This is the second post in a series called Making the Model, which documents my journey to building a data set and creating the best model to predict baseball daily fantasy sports (DFS) scores. With the projected performances from such a model, a user can set an optimal lineup in FanDuel or DraftKings and dominate the competition. However, before reaching this goal, there will be many obstacles along the way. This post describes the second obstacle - identifying bottlenecks.
As explained in my last post, my vision for compiling my training data was to create a bunch of functions that each scrape from the various data sources, combine these functions into one single function, and then loop through this larger function across the list of all the starting pitchers. However, after I had this set up and running, it eventually became clear to me that this for loop would take way too long to run and wouldn’t scale well when I discovered new data sources.
The logical first question was: what specific parts are causing things to run slowly? To answer this question I turned to a useful package - profvis.
The profiler is a really useful tool for understanding how long R is taking to run the different parts of your code. It conveys this information through a flame graph or the data view. The flame graph lists the functions that are being called in the vertical direction and shows the time of each function in the horizontal direction. Using the profvis function on my code helped to identify a bottleneck, the specific part of my code that was slowing down the entire process. It turned out that the rvest scraping functions (e.g. read_html()) were particularly slow.
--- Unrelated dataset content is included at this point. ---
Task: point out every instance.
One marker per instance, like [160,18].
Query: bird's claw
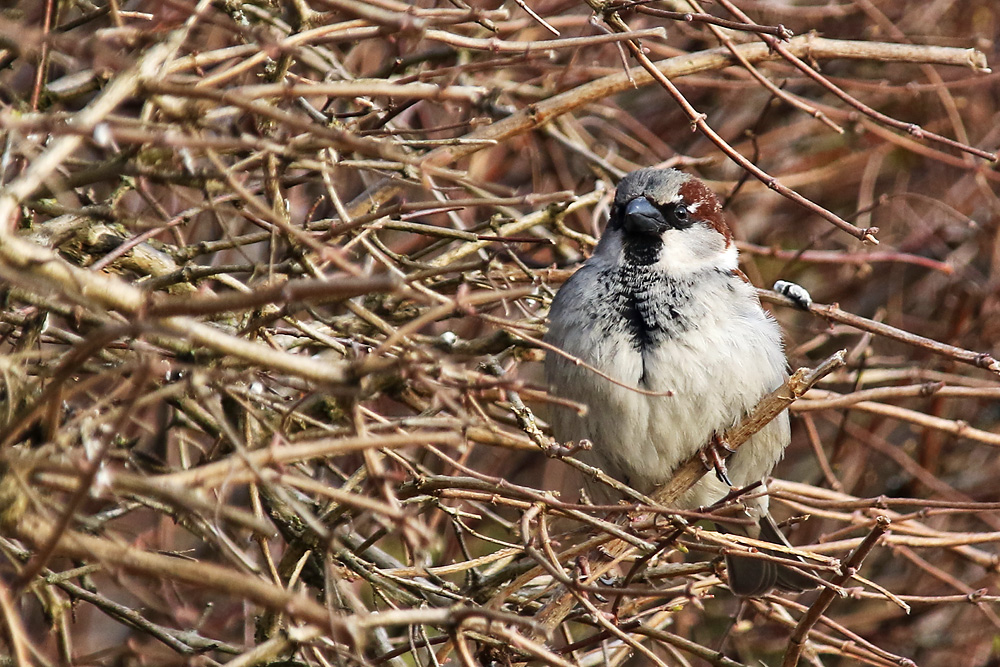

This raised the next question: how can I construct my training data in a way that minimizes the number of times these functions need to be used?
To demonstrate, let’s consider a basic feature - the pitcher’s season ERA going into the game. Based on my old plan, I would have a function that scrapes this feature for each row in the data set (>4000 rows). What I decided to do instead is to scrape this data for each potential day in the 2019 season (March 21 - September 30), combine the data from each day, and save this large data set. By doing this, I only have to call the time-consuming bottleneck functions <200 times as opposed to >4000 times. I could then build my training set by successively merging each new scraped dataframe onto my starting data.
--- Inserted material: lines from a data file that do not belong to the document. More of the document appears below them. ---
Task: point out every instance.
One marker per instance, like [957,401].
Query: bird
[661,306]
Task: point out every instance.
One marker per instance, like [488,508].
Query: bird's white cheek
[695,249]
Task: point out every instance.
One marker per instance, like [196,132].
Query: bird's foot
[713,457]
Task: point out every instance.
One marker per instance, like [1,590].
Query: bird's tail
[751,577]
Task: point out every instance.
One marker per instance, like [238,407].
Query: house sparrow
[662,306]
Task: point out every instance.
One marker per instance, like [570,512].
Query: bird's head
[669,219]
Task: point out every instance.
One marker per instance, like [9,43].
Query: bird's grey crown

The code below demonstrates my proces of going through all the URLs that I have saved based on the day in the season, scraping the data, and then combining the data across the whole season. The “map_dfr” function from purrr is a convenient tool for converting my list of dataframes into a single dataframe.
start <- as.Date("03-21", format = "%m-%d")
end <- as.Date("09-30", format = "%m-%d")
date <- start
i <- 1
out <- vector("list", length(as.integer(end - start)))
while (date <= end) {
month <- month(date)
day <- day(date)
url <- paste0("fg_pitching_leaders_dashboard_2019/", sprintf('%02d', month), sprintf('%02d', day), ".htm")
if (file.exists(url) == F) {
date <- date + 1
next
}
l1 <- url %>%
read_html() %>%
html_nodes('table') %>%
html_table(fill=TRUE)
df <- l1[[13]]
df <- df[-c(1,3),]
columnNames <- as.list(df[1,])
columnNames <- gsub("%", ".p", columnNames)
columnNames <- gsub("/", "per", columnNames)
colnames(df) <- columnNames
df <- df[-1,] %>%
mutate(month = month,
day = day)
out[[i]] <- df
date <- date + 1
i <- i + 1
}
x <- map_dfr(out, as.list)
While this change in approach to building my data was initially motivated by computational speed considerations, it also has the benefit of adding relability to my process. If one of my web sources decided to redo their web design or data arrangement, I would’ve had to go back and modify each of my scraping functions. Now that I am instead saving all of the necessary data sets, it is no longer a problem if the web source decided to make such modifications.
As of right now all my data is able to be saved within the storage limits of Google Drive. I will continue to monitor whether another form of storage or relational database may be necessary. I imagine that a change may be necessary once I start incorporating data from previous seasons.